There's nothing preventing you from conducting a Plurality poll for a
Condorcet election. Except perhaps for the discouragement of knowing
that such a poll would lose its usefulness in predicting the winner.
> And this is something that Condorcet methods cannot do. You cannot
> derive, from a Condorcet ballot collection, how much percentage
> support each candidate got. You can't give each candidate a share of
> 100% in a way that all candidates would agree on. If you can, I'd love
> to know how.
Here's a method I tried a few months ago:
Start by determining the number of additional "bullet votes" each
candidate would need in order to win or tie.

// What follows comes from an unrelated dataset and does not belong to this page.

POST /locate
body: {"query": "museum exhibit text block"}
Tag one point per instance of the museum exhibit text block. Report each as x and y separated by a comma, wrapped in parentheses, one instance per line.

For example, suppose you polled 7 people for an {A, B, C, D} election, and:
* D is the winner
* A would win with the additional ballots 4:A
* B would tie D with the additional ballots 3:B
* C would win with the additional ballots 6:C
Let x be the "support" for the winner. The "support" for the remaining
candidates can be expressed in terms of "votes behind the winner".
A: x-4
B: x-3
C: x-6
D: x
Total: 4x-13
Next, find x such that the total "support" is equal to the number of
voters. In this example, x=5.
A: 1
B: 2
C: -1
D: 5
Finally, divide by the number of voters, in order to get each
candidate's support as a percentage.
A: 14%
B: 29%
C: -14%
D: 71%
I rejected the idea because I didn't like having to explain what
negative support means, but maybe someone can think of a way to fix this.